Dear Holy,
Yesterday I walked up your road noticing your sweet fall wild aster, brown dying ferns, gravel stones beneath these feet.
You showed yourself as a snake lying in the dirt. Perhaps hit by a fast-moving truck. Your head looked muddy, but your wee garter-snake tongue forked out.
I felt fear. So scared of this snake, of its slither energy. A primal deep-in-the-belly incomprehensible fear. A fear passed on from generation to generation, a reptilian fear of…what?
An inner voice suggested, “Pick it up and take it off the road so it doesn’t get hit.”
But I couldn’t touch it. I just couldn’t. My Self wanted to do it–but the fear loomed too large, too luminous.
Please don’t make me touch it. Please. I simply Can’t.
I walked forward, leaving the snake on the road to be perhaps struck and killed by the next fast-moving truck. Step, step, step…

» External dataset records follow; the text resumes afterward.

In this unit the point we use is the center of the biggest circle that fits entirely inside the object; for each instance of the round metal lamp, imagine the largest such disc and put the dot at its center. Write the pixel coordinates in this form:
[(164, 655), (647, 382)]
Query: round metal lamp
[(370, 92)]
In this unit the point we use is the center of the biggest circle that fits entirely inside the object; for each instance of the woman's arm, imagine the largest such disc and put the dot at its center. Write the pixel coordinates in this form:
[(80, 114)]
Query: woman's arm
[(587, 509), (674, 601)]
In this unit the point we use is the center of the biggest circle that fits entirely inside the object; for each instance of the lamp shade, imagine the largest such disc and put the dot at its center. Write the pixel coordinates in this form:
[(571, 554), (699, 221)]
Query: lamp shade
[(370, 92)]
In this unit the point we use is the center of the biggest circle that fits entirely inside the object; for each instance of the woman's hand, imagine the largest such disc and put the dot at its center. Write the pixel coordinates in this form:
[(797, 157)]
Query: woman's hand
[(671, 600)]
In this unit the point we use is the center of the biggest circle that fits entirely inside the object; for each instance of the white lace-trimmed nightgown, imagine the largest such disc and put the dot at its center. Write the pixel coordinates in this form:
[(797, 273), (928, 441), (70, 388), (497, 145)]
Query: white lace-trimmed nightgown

I am slowly, so slowly, learning to love the fear as much as the sweet fall wild aster, brown dying ferns, gravel stones beneath feet.
So I breathed and imaged a nest around this inner fear. Softened the heart around the primal reptilian fear. Felt the abysmal ache in the caverns of belly. Let the scaredy-cat be. Saw the fear as holy, holy, holy. Lord God almighty, heaven and earth are full of your glory. Saw the fear as not just mine–but a wound belonging to all of us.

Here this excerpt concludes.